= Heinrich Schmid =

Swiss linguist (1921–1999)

Heinrich Schmid (6 April 1921 – 23 February 1999) was a Swiss linguist and "father" of the Rhaeto-Romance Dachsprachen ("umbrella languages") Rumantsch Grischun and Ladin Dolomitan.

== Early life ==
Heinrich Schmid lived his entire life in the same house in Zürich in which he was born. Although he was born with a hearing impairment, he discovered a love for languages at a young age learning Greek alongside Latin and the Romance languages French, Italian, Spanish and the different varieties of Romansh.

== Education ==
After matriculating, he read Romance studies at the University of Zürich. He graduated with first class honours (summa cum laude) in 1946, the core theme of his studies being the History of Languages and the Geography of Languages.

== Career ==
After a stay in Florence he returned to Switzerland where it was very difficult for him to find a suitable occupation due to his hearing impairment. He was eventually taken on as an employee for the Rhätisches Namenbuch (Rhaetian Lexicon of Names) and contributed for 15 years to the Dicziunari Rumantsch Grischun.

In 1962 he qualified to work as professor at the University of Zürich. Within a short period of time he became an assistant professor and three years later was promoted to an associate professor position. A busy but less spectacular academic career followed.

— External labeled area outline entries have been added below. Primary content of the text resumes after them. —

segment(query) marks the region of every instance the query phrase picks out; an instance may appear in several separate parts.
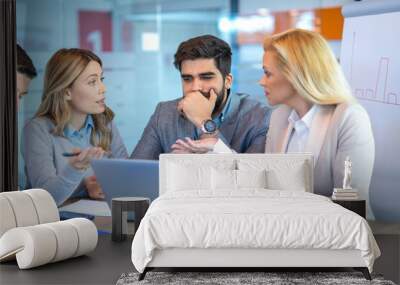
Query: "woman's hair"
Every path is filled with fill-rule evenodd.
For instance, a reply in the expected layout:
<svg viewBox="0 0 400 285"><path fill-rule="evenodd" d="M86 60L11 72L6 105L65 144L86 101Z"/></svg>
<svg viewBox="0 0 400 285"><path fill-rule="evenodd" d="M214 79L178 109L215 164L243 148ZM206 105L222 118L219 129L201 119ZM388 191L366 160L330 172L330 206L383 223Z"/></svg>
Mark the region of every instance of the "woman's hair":
<svg viewBox="0 0 400 285"><path fill-rule="evenodd" d="M26 53L26 51L17 44L17 71L29 79L33 79L37 76L37 71L33 65L32 59Z"/></svg>
<svg viewBox="0 0 400 285"><path fill-rule="evenodd" d="M67 88L72 86L91 61L96 61L102 66L101 59L93 52L71 48L58 50L47 63L42 102L35 117L50 119L55 125L54 135L64 136L64 129L71 118L71 105L65 96ZM114 118L113 111L106 107L103 113L93 114L92 118L94 128L90 142L94 146L109 150L112 134L108 125Z"/></svg>
<svg viewBox="0 0 400 285"><path fill-rule="evenodd" d="M288 30L266 38L264 51L274 53L279 70L308 101L321 105L355 101L338 61L320 34Z"/></svg>

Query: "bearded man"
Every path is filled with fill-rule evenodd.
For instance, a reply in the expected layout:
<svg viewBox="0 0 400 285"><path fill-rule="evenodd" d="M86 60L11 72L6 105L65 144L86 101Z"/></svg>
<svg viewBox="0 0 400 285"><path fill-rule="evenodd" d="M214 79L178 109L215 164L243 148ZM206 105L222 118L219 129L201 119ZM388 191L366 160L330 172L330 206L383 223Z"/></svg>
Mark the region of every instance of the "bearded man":
<svg viewBox="0 0 400 285"><path fill-rule="evenodd" d="M161 153L263 153L271 110L246 94L231 93L232 52L223 40L203 35L182 42L175 67L181 98L156 107L131 154L155 159Z"/></svg>

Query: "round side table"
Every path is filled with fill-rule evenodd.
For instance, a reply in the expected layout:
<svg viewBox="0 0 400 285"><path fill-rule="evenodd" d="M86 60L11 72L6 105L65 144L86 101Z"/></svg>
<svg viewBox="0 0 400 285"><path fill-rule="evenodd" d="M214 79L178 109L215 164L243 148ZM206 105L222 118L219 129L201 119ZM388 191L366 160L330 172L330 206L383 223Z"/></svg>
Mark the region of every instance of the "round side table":
<svg viewBox="0 0 400 285"><path fill-rule="evenodd" d="M146 214L150 205L150 199L144 197L119 197L112 199L112 235L113 241L123 241L126 239L127 233L127 212L135 214L135 232L139 227L140 221Z"/></svg>

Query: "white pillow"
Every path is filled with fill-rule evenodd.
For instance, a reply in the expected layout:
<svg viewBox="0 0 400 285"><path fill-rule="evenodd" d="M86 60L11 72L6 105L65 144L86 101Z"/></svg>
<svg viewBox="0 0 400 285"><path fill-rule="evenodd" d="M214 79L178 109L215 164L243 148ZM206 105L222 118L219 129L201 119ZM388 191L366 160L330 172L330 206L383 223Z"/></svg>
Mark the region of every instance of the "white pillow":
<svg viewBox="0 0 400 285"><path fill-rule="evenodd" d="M311 189L308 177L310 169L304 160L297 159L240 159L237 161L240 170L266 170L267 189L307 191Z"/></svg>
<svg viewBox="0 0 400 285"><path fill-rule="evenodd" d="M266 188L265 170L211 170L213 190L238 190L241 188Z"/></svg>
<svg viewBox="0 0 400 285"><path fill-rule="evenodd" d="M211 188L211 167L185 166L170 163L168 166L168 191L185 191L190 189Z"/></svg>
<svg viewBox="0 0 400 285"><path fill-rule="evenodd" d="M213 190L236 190L236 170L211 169L211 188Z"/></svg>
<svg viewBox="0 0 400 285"><path fill-rule="evenodd" d="M267 188L267 171L236 170L237 188Z"/></svg>
<svg viewBox="0 0 400 285"><path fill-rule="evenodd" d="M306 179L305 165L286 171L271 169L267 171L268 189L307 191L308 181Z"/></svg>
<svg viewBox="0 0 400 285"><path fill-rule="evenodd" d="M233 159L208 160L206 157L199 159L197 155L193 155L193 159L190 156L174 159L166 165L166 189L167 191L210 191L212 169L229 171L235 168L235 163Z"/></svg>

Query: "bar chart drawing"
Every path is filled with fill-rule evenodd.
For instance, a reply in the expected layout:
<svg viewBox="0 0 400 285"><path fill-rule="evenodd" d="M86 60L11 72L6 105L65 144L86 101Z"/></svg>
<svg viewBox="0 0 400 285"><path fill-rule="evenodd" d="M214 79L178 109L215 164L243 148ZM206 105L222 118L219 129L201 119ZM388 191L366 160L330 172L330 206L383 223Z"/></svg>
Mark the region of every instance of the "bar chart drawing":
<svg viewBox="0 0 400 285"><path fill-rule="evenodd" d="M361 100L375 101L384 104L400 105L400 90L390 90L388 88L388 80L390 77L390 58L387 56L381 56L376 63L375 77L371 83L374 83L374 88L360 87L354 82L354 65L355 65L355 47L357 45L357 34L353 32L351 44L351 55L350 55L350 74L349 82L352 86L353 95Z"/></svg>
<svg viewBox="0 0 400 285"><path fill-rule="evenodd" d="M369 116L375 143L374 170L364 192L367 208L377 220L399 222L400 2L358 1L347 7L351 9L342 10L340 65L353 96Z"/></svg>

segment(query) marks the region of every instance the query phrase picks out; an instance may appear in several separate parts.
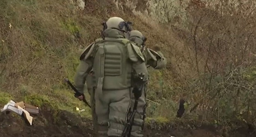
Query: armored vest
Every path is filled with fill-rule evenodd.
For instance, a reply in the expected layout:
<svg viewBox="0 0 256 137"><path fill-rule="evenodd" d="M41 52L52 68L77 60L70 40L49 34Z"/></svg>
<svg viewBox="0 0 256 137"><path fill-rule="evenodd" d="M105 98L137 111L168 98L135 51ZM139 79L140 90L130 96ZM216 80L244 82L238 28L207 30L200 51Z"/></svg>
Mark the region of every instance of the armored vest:
<svg viewBox="0 0 256 137"><path fill-rule="evenodd" d="M125 38L106 38L96 40L93 69L96 80L94 81L97 83L94 85L101 83L104 90L131 86L132 64L128 60L127 49L129 43Z"/></svg>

Shortly before retiring from his teaching career in 1983, the Lia Rumantscha (Romansh League) asked him to create a common written language for the five main varieties of the Romansh language. In April 1982, after only six months of intense work, he presented his guidelines for the common written language. This was followed by lively discussions and journeys to the whole Romansh language area, where he tirelessly promoted the common written language and was able to allay many reservations. As a result, the Romansh language has been publicly recognised to a much greater extent in Switzerland and a new vitality entered the Romansh-speaking area which also included Ladin.

In 1988, representatives from the Dolomite Ladins gave Heinrich Schmid the task of also creating a common written format of the Ladin language. Schmid accepted this challenge and produced the publication entitled Wegleitung für den Aufbau einer gemeinsamen Schriftsprache der Dolomitenladiner (Guidelines for the Development of a Common Written Language for the Dolomite Ladins). However, he did not live to see the Italian publication of this fundamental work, as he died of a heart attack in February 1999.